Step 7: The Memo Output Format

Every memo lands in the database with the same skeleton. The PM reads the executive summary on every name in five minutes; they drill into the sensitivity tables only on names where the call is close.
# NVDA — DCF Refresh (2026-05-28)

## Executive Summary
Fair value per share: $148 (base).
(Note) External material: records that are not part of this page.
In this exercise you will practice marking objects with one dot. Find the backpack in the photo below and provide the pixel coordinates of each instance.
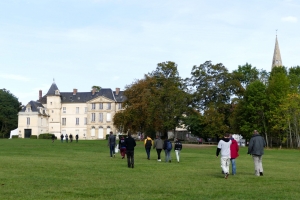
(169, 146)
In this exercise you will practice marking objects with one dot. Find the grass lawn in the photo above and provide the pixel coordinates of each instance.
(39, 169)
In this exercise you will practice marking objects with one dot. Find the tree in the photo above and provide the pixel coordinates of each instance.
(9, 108)
(157, 102)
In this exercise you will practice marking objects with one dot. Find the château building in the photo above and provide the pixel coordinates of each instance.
(88, 114)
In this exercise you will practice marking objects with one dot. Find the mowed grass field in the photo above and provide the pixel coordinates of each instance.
(39, 169)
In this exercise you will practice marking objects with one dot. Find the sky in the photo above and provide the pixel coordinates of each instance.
(81, 43)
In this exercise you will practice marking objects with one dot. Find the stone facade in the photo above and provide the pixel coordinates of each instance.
(88, 114)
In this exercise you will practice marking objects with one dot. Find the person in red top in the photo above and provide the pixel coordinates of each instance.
(234, 153)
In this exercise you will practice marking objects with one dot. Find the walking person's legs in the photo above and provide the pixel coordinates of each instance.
(233, 166)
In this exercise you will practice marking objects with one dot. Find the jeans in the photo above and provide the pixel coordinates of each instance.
(225, 162)
(130, 158)
(257, 164)
(168, 155)
(233, 166)
(158, 153)
(177, 153)
(148, 152)
(112, 149)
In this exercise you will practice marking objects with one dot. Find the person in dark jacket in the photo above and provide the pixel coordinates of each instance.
(130, 144)
(76, 137)
(62, 138)
(177, 149)
(122, 147)
(234, 153)
(256, 149)
(66, 138)
(71, 137)
(148, 144)
(111, 144)
(158, 145)
(167, 151)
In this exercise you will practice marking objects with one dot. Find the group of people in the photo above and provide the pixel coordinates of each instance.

Implied upside vs. $112 spot: +32%.
Conviction: HIGH — assumption set survives ±150bps WACC stress.

## Target Price & Fair-Value Bands
| Scenario | Fair Value | Upside | Key Shift |
|----------|-----------|--------|-----------|
| Bull | $182 | +63% | EBIT margin holds 38% in Y10 |
| Base | $148 | +32% | Margin normalizes to 34% by Y10 |
| Bear | $96 | -14% | Capex steps up 200bps + WACC 11% |

## Key Assumptions
| Assumption | Value | Justification |
|------------|-------|---------------|
| Revenue growth Y1-3 CAGR | 38% | Data center backlog through FY27 |
| Revenue growth Y4-10 | declines 28% -> 6% | Reverts toward semis steady-state |
| EBIT margin Y10 | 34% | Above-cycle vs. historical 28% — defend on AI mix |
| Terminal growth | 2.5% | Above GDP defensible on AI infrastructure decade |
| WACC | 9.2% | Beta 1.45, ERP 5.0%, rfr 4.5%, cost of debt 4.8% |
| Capex % revenue | 8.5% | Elevated vs. 6.5% trailing — fabs and platform |

## Sensitivity Tables

### WACC × Terminal Growth (fair value per share)
| | TG 1.0% | 1.5% | 2.0% | 2.5% | 3.0% | 3.5% |
|---|---|---|---|---|---|---|
| **WACC 8.0%** | $158 | $172 | $189 | $211 | $241 | $283 |
| **WACC 8.7%** | $138 | $148 | $161 | $176 | $196 | $223 |
| **WACC 9.2%** | $126 | $135 | $145 | $158 | $173 | $193 |
| **WACC 10.0%** | $110 | $116 | $124 | $133 | $144 | $158 |

Read: at base WACC 9.2%, the model breaks $130 even at 1.0% terminal growth.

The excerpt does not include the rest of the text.